PLS2 in Metabolomics.
Matteo StoccheroEmanuela LocciErnesto d'AlojaMatteo NioiEugenio BaraldiGiuseppe GiordanoPublished in: Metabolites (2019)
Metabolomics is the systematic study of the small-molecule profiles of biological samples produced by specific cellular processes. The high-throughput technologies used in metabolomic investigations generate datasets where variables are strongly correlated and redundancy is present in the data. Discovering the hidden information is a challenge, and suitable approaches for data analysis must be employed. Projection to latent structures regression (PLS) has successfully solved a large number of problems, from multivariate calibration to classification, becoming a basic tool of metabolomics. PLS2 is the most used implementation of PLS. Despite its success, PLS2 showed some limitations when the so called 'structured noise' affects the data. Suitable methods have been recently introduced to patch up these limitations.

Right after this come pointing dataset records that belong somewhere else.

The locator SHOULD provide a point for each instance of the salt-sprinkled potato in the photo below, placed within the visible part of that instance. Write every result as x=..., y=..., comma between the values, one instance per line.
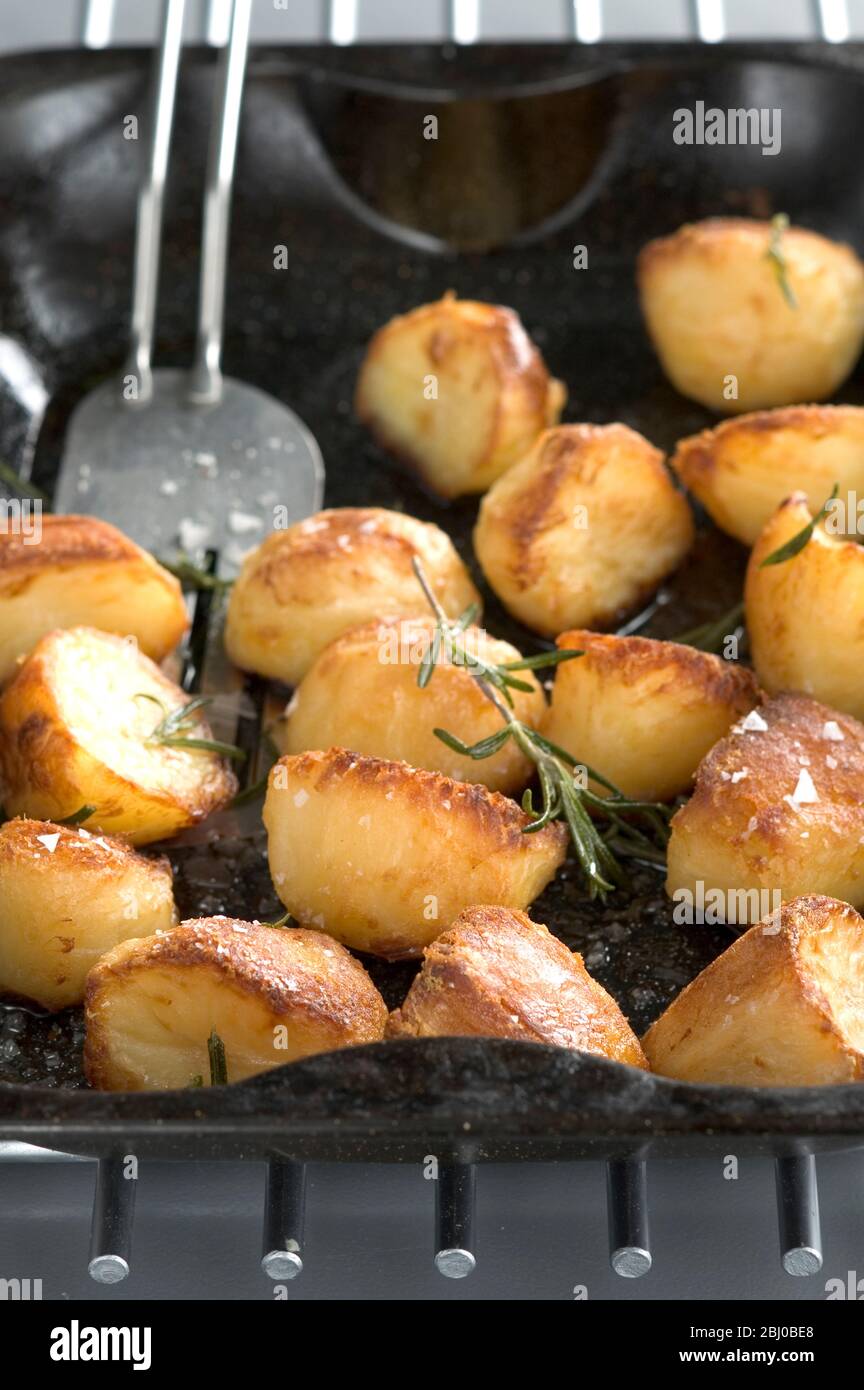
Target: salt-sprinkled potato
x=643, y=713
x=716, y=309
x=584, y=528
x=361, y=694
x=65, y=898
x=782, y=1007
x=777, y=812
x=81, y=570
x=806, y=615
x=496, y=973
x=459, y=391
x=742, y=470
x=384, y=856
x=75, y=730
x=306, y=585
x=270, y=994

In this study, a comprehensive and up-to-date presentation of PLS2 focused on metabolomics is provided. After a brief discussion of the mathematical framework of PLS2, the post-transformation procedure is introduced as a basic tool for model interpretation. Orthogonally-constrained PLS2 is presented as strategy to include constraints in the model according to the experimental design. Two experimental datasets are investigated to show how PLS2 and its improvements work in practice.